Nuri Bilge Ceylan ve Zeki Demirkubuz'un sinema yolculuğu; biri askerde biri de hapishanede karar verdi
Ergül Tosun

Yeşilçam Sineması'nın unutulmaz filmlerinden olan Battal Gazi'de hepimizin hafızalarına kazınan bir replik var: "Durun siz kardeşsiniz" Biz de iki yönetmenimize en azından şunu söyleyebiliriz; "Durun siz arkadaşsınız."

Türk Sineması'nın iki usta yönetmeni Zeki Demirkubuz ve arasında yıllardır devam eden küskünlük var. Zeki Demirkubuz'a göre, kendi senaryosu olan Üç Maymun'u Nuri Bilge Ceylan kendi eseriymiş gibi kullandı ve filmini çekti. Bunun üzerine iki yönetmen arasına kara kediler girdi desek yeridir. Zeki Demirkubuz ve Nuri Bilge Ceylan'ın eskiden çok sıkı dost olduğunu not düşelim.

İki yönetmenin de Türk Sineması'na büyük katkıları oldu. Uluslararası festivallerde ve organizasyonlarda yaptıkları filmlerle Türkiye'yi en iyi şekilde temsil ettiler. Her iki yönetmenin de seveni oldukça fazla.

Ve ilginçtir; izleyicileri arasında bile kamplaşmalar zaman zaman oldu. Nuri Bilge Ceylan, Yılmaz Güney'den sonra Cannes Festivali'nde Altın Palmiye Ödülü aldığında hepimizin göğsü kabardı.

Zeki Demirkubuz'un da filmlerine verilen ödüller çoğunlukta. İki yönetmenin işledikleri konular da farklılık göstermektedir. Nuri Bilge Ceylan daha çok sanat ağırlıklı filmler çekerken; Zeki Demirkubuz ise hayatın içinden izleyicilerine hikayeler anlatıyor.

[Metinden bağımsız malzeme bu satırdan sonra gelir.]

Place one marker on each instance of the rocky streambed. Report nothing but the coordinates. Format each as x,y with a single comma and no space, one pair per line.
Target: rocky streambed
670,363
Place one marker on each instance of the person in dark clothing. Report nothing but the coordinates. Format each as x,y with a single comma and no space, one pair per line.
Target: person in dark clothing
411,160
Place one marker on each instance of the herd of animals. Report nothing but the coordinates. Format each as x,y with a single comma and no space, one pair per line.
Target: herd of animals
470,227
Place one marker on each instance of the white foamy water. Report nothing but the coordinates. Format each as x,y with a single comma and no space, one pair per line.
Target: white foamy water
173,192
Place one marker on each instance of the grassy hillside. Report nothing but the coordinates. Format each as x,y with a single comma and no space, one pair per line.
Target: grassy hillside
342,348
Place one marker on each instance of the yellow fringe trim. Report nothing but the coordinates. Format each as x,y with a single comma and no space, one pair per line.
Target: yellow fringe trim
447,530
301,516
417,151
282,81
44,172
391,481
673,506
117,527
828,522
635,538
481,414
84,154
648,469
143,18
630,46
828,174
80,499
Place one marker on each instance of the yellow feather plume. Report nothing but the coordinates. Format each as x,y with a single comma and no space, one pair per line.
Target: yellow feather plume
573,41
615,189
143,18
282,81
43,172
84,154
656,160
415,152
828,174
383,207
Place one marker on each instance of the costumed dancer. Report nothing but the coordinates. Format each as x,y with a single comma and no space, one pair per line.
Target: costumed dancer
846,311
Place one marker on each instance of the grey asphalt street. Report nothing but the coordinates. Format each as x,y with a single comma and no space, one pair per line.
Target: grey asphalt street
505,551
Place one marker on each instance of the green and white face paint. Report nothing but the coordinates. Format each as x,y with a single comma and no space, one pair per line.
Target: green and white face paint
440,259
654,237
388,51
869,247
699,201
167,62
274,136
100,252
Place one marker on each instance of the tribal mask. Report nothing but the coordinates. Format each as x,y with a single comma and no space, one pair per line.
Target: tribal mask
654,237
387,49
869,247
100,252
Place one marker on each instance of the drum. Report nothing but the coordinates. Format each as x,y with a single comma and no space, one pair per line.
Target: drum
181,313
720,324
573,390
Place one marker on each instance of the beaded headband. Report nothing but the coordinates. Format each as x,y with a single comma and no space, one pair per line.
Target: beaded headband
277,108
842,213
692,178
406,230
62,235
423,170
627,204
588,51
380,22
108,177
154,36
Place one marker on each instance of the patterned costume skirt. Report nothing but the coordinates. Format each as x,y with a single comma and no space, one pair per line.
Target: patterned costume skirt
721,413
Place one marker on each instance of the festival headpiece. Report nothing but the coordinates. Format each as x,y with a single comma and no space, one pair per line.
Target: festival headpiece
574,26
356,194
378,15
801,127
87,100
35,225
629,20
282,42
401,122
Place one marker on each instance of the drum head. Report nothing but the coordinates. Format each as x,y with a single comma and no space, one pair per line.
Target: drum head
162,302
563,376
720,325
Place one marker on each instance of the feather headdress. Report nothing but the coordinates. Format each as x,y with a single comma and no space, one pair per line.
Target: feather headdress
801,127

İKİ YÖNETMENİN FARKLI HİKAYESİ

İki yönetmenin sinemaya başlama hikayeleri de ilginç . Biri askerde biri de hapishanenin kalın duvarları arasında sinemaya girmeye karar verdiler.

Nuri Bilge Ceylan, askerlik görevini icra ederken sinemaya yönelmeyi tercih etti. Bunun üzerine terhis olduktan sonra Mimar Sinan Üniversitesi Güzel Sanatlar Fakültesi'ne kaydını yaptırdı.

Burada sinema tekniği üzerine teorik ve uygulamalı dersler alan Ceylan, 1993'te ilk kısa filmi olan Koza'yı çekti. Nuri Bilge Ceylan'ın Koza kısa filmi, Cannes Film Festivali'ne kabul edilen ilk kısa film olma özelliğini de böylece kazanmış oldu.

Nuri Bilge Ceylan askerde

HAPİSHANEDE SİNEMA KARARI

Türk siyasi hayatında derin izler bırakan 12 Eylül 1980 Darbesi sonucu pek çok aydının, öğrencinin, siyasetçinin yolu hapishaneye düştü. Yolu hapishaneye düşenlerden biri de Zeki Demirkubuz idi.

Bilenler bilir; Zeki Demirkubuz Rus yazar Fyodor Dostoyevski'nin hayranıdır. Bu hayranlık da hapishanede başladı. Demirkubuz demir parmaklıklar ardında kendini okumaya verdi ve Dostoyevski'yi burada keşfetti.

Zeki Demirkubuz

ASİSTAN OLARAK BAŞLADI, İLK FİLMİNİ ÇEKTİ

Dostoyevski'den etkilenen Demirkubuz'un çektiği filmlerde usta yazarın etkilerini çokça görmeye başladık.

İşte tam da böyle bir ortamda sinemaya atılmaya karar verdi. Tahliye olduktan sonra çeşitli işlerde çalışan Demirkubuz, yarım bıraktığı liseyi dışarıdan tamamladı ve üniversite sınavına girdi. Zeki Demirkubuz Türk Sineması'nın usta yönetmeni olan Zeki Ökten'in yanında asistan olarak çalışmaya başladı.

Demirkubuz, Kemal Sunal'ın unutulmaz filmlerinden biri olan Yoksul'da oynadı. Yoksul'u defalarca izlememe rağmen Zeki Demirkubuz detayını çok sonra fark ettim. Meraklılar filmi açıp izleyebilirler.

Zeki Demirkubuz 1994 yapımlı, C-Blok adlı filminin yönetmen ve senaristliğini yaparak sinemaya gerçek anlamda "merhaba" dedi.